The true heroism of the story comes when one hears Donnelly’s story of the loss of his daughter to brain cancer and how he relates that to the moment of victory, of triumph and tears and wins and losses at life and how they fit together. When one considers the positive attitude Donnelly exudes despite life’s struggles, the lessons of faith he teaches without preaching, the word “hero” is easy to apply.
But it’s not just the father of the Donnellys who qualifies. Certainly, daughter Amy qualifies for exuding that positive attitude while facing the disease that claimed her life. Stories about her say classmates were inspired by her in her Texas high school.
Two other Donnelly daughters were credited with shielding people from bullets as the Las Vegas massacre took place in October, willingly putting themselves in harm’s way to aid others.
Heroes? No doubt.
And, last Sunday night, another member of Donnelly’s family qualified, but lost his life, mixing the triumph of the good of the human spirit with the ultimate sacrifice.
Michael Donnelly had stopped to help a woman who was helping a motorist push a car off a busy Dallas highway. Another vehicle swerved and struck Donnelly and the woman, who survived the crash because, she says, Michael Donnelly pulled her at the last moment, saving her from bearing the brunt of the impact. He was pronounced dead at a Dallas hospital.

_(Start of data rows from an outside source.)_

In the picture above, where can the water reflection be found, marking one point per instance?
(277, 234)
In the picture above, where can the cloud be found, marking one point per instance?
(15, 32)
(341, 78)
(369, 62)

According to news reports from a Dallas TV station, the woman hails Michael Donnelly as her hero, and a humbled Rich Donnelly in Steubenville told her she was doing a heroic act in helping the other motorist, and that he is at peace with the loss of his son. The loss of a son doing something good to help other people.
There are heroes in our midst to be sure. It’s something beyond the field of athletic endeavor that shapes them and sets the example for us all.